7. Build Broad End of Course Options

While I endlessly talk about focused course offerings, I believe one area where the private universities make a mistake is by focusing too narrowly on employability. This has become a buzzword, but often it means nothing.  People are different and an university which solely pursues student employability is bound to fail to deliver. It is important for the university to cultivate a broad range of end-of-course options, employment for sure, but also progression to further study and research, entrepreneurship and global opportunities. With a narrow and highly differentiated course offering leading to a range of options at the end can give the university an unique positioning and a powerful brand.

8. Be Global

It is also imperative the new university model itself on the present rather than the past, and being private, reflect adequately the global nature of private life rather than the nationally oriented leanings of state-sponsored universities. Global should not be a flavour of the courses and pedagogy at these universities, it should be the core of all its offerings.
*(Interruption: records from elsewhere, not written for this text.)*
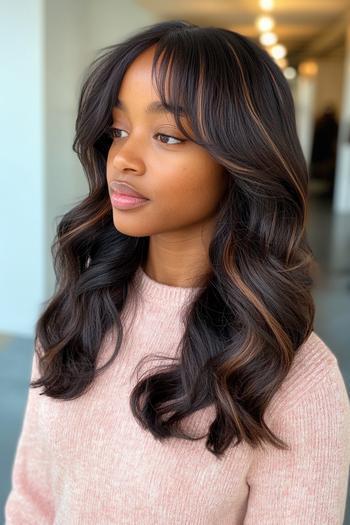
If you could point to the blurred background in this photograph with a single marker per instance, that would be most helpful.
(46, 47)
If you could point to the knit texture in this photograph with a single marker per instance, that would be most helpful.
(88, 462)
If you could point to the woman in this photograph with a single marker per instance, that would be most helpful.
(190, 248)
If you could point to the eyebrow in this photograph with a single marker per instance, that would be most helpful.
(153, 107)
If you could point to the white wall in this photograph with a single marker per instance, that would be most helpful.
(46, 46)
(22, 260)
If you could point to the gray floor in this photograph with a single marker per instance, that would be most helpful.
(330, 240)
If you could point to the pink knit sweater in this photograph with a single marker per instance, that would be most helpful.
(88, 462)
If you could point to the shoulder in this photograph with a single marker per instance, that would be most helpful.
(315, 377)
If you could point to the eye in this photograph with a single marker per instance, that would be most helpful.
(114, 134)
(169, 137)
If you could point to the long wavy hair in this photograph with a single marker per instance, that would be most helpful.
(246, 324)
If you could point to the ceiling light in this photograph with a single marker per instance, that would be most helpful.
(264, 23)
(282, 62)
(308, 69)
(290, 73)
(266, 5)
(268, 38)
(278, 51)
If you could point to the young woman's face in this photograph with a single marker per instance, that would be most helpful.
(180, 178)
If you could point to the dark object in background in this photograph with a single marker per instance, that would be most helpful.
(324, 149)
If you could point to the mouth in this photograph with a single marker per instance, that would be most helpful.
(123, 201)
(123, 188)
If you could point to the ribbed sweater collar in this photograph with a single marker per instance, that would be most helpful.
(153, 291)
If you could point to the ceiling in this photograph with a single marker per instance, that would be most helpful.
(308, 28)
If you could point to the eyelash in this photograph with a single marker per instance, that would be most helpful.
(112, 130)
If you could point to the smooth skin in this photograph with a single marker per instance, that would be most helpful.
(182, 180)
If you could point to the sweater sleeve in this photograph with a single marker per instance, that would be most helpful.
(29, 501)
(306, 485)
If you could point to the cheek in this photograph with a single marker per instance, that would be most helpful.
(191, 189)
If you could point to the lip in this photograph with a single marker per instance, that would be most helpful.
(122, 188)
(126, 202)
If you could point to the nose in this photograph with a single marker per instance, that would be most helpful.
(127, 157)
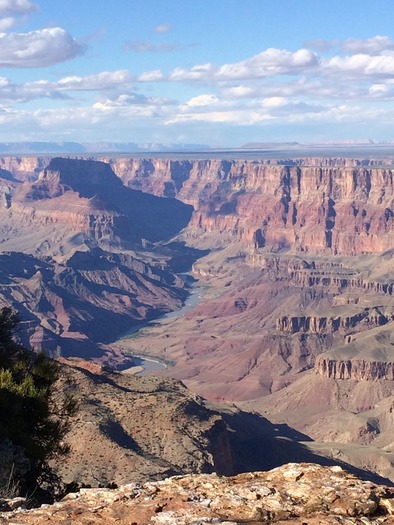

In building the community, the university should attract people from the diaspora; it should also actively recruit students internationally. Indeed, this is something I get asked often - can I help them recruit students from other countries - but the motive behind this is always about money. However, the university should build a global student population by actively offering scholarships and incentives to meritorious students globally, because they bring value to the university. 

9. Be Technology-enabled

I see many universities being set up without a technology strategy and that is a pure disaster. It is too late in the day, just as education technology is maturing and transforming education, for being technology-naive. While IT may increasingly becoming like electricity in business (Nicholas Carr's thesis), it remains a powerful differentiator in Education. 

10. Promote Citizenship

Rest of my suggestions above may sound like a neo-liberal dream, a global, technology orientated, expensive university, pushing consumerism and globalisation into small town India, but in the end, the university brand will be based not just on the success of its graduates but their behaviour. And, therefore, central to the university's proposition must be the idea of citizenship, of caring for others and broader community, of responsibility and participation. This needs to happen in a global context, but that is an enabling, rather than a limiting factor. The students coming out a private university must not just pursue individual success, which they would tend to do after paying for their own education, but see this success contingent on efficient functioning of the society. Again, this is not one of the usual ideas in private education, but key to the idea of a successful university.


2 comments:

EdjuCate said...

Thank you for this post. Although aimed at the Indian audience, the issues around university establishment are also relevant for other national contexts including my own, Papua New Guinea (PNG). In PNG in the last two years, at least two new universities have been announced by politicians, as if, the critics amongst us say, making public announcements is all it takes for a university to come into being. But it takes much more, as your list reminds us, to make a new university into a viable proposition.

Supriyo Chaudhuri said...

Hey, thanks for writing and I appreciate you drawing this parallel. In fact, I have been involved in a few discussions about setting up an university in Africa, where I see the same phenomenon: The university building has become a supply side phenomenon, with governments encouraging university building as a poor alternative to what they ideally should be doing, job creation! However, often this leads to educated unemployed, because the universities become academic or political indulgences rather than an useful social enabler of skills development or enterprise.